Update - both the above mentioned Metasploit modules have been updated for improved reliability (and effectiveness!). Support for FreeBSD, NetBSD, BSDi and Mac OS X has been added. Here’s more from the official blog:

The bailiwicked modules (host and domain) were updated today to include the ability to predict the time window between the outgoing request from the target nameserver and the response from the real nameserver(s). This measurement is used to tune the number of spoofed replies sent by the exploit. The result is a big increase in exploit reliability, especially when the target domain has a ton of nameservers (Yahoo has eight) or changes its responsiveness during the test (BIND tends to slow down when it has a full cache). The new self-tuning code is activated with the XIDS option is set to ’0′, which is now the default. FreeBSD and Mac OS X support are still in the works, but should be functional sometime this weekend. The timing analysis feature can also be access through a new command (‘racer’). In the examples below, the first command tests the timing between the nameserver at 192.168.0.2 and the metasploit.com DNS servers. The second command tests the timing between the nameserver 4.2.2.3 (a public DNS server) and the metasploit.com DNS servers. You can see by the results that the timing differences are significant:

msf auxiliary(bailiwicked_host) > racer 192.168.0.2 metasploit.com
[*] race calc: 50 queries | min/max/avg time: 0.05/0.23/0.09 | min/max/avg replies: 6/121/49

msf auxiliary(bailiwicked_host) > racer 4.2.2.3 metasploit.com
[*] race calc: 50 queries | min/max/avg time: 0.02/0.17/0.05 | min/max/avg replies: 1/29/6

In the first case (192.168.0.2), the average number of queries we can send before the real server replies is around 49, which means about 80 fake responses. In the second example, the average is only 6, which means about 12 fake responses. To be conservative, these modules take the average, multiple it by 1.5, then divide it by the number of nameservers. This leads to a fairly accurate timing estimate and quicker attacks.

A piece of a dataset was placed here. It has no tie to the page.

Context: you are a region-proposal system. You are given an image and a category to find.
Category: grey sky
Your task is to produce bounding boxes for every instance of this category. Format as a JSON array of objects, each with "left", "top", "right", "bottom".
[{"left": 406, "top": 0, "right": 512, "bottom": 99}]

Update (July 29 – 11AM +4GMT) – I just saw a demo of ISR-evilgrade by Infobyte Security Research, a toolkit that works in conjunction with the above mentioned Metasploit exploit modules, to exploit software products that carry out automatic updates of the binaries over insecure channels, using MITM techniques (Hint: DNS!).

The first release of the toolkit contains exploits for Sun Java, Winzip, Winamp, Mac OS X, OpenOffice, iTunes, Linkedin Toolbar, DAP, Notepad++, and Speedbit.

It is interesting to note that Mac OS X does not have a patch for the DNS vulnerability as of this writing.